The current cost of the Winter-23 contracts are around £115/MWh for power and 118p/therm for gas. These contracts spiked in autumn of last year at £575/MWh and 722p/therm, so the reduction has been significant and represents real value for businesses that have contracts renewing over the next 6 months, and beyond looking to secure reductions on their existing energy contracts.
Product Selection
Over the last 12 months energy specialists, Open Energy Market, have seen huge growth in the number of businesses moving from fixed-price contracts into either flexible or fund-style contracts. Rather than purchasing 100% of a business’ energy requirement in advance, and at a price from one point in time, a flexible contract enables the purchasing of smaller tranches of energy throughout the contract year. This allows businesses to benefit from a more diverse strategy which can provide both upside protection against rising prices and downside participation in falling markets, with a strategy that can be tailored to a business’ Risk Appetite.

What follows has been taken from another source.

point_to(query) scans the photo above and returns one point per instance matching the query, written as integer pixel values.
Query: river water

While there are some volume restrictions on purchasing a standalone flexible contract, a fund approach, where many businesses’ volumes are combined together, allows for access to a flexible-style product. The popularity of these products has exploded in recent years, with many businesses concerned about the high price of forward prices paired with a desire to purchase closer to delivery.
These contracts will not be applicable for everyone, but it is really important to ensure that businesses are assessing all of the options available. To complement these consultations with energy experts, it’s also worth implementing net zero platforms for accurate, real-time insights and robust energy mix modelling to aid an informed understanding of how effectively a business strategy is by accounting for market volatility over time.
Opportunities
The high prices of the last 12 to 24 months has led many businesses to look at any opportunity to help reduce costs and purchase in a more sustainable manner. The financial benefits and price stability of projects such as long-term PPAs or installation of on-site generation, can be realised in the mid-market due to the volatility of the energy market. With new funding methods coming to market, businesses do not have to deploy large capex sums to take advantage of the opportunities. Many new government schemes and incentives have further strengthened the appeal for businesses to underpin their sustainability journey. We would strongly advise anyone interested in understanding the various options available to their business to seek specialist guidance to effectively navigate the growing complexities of the energy market.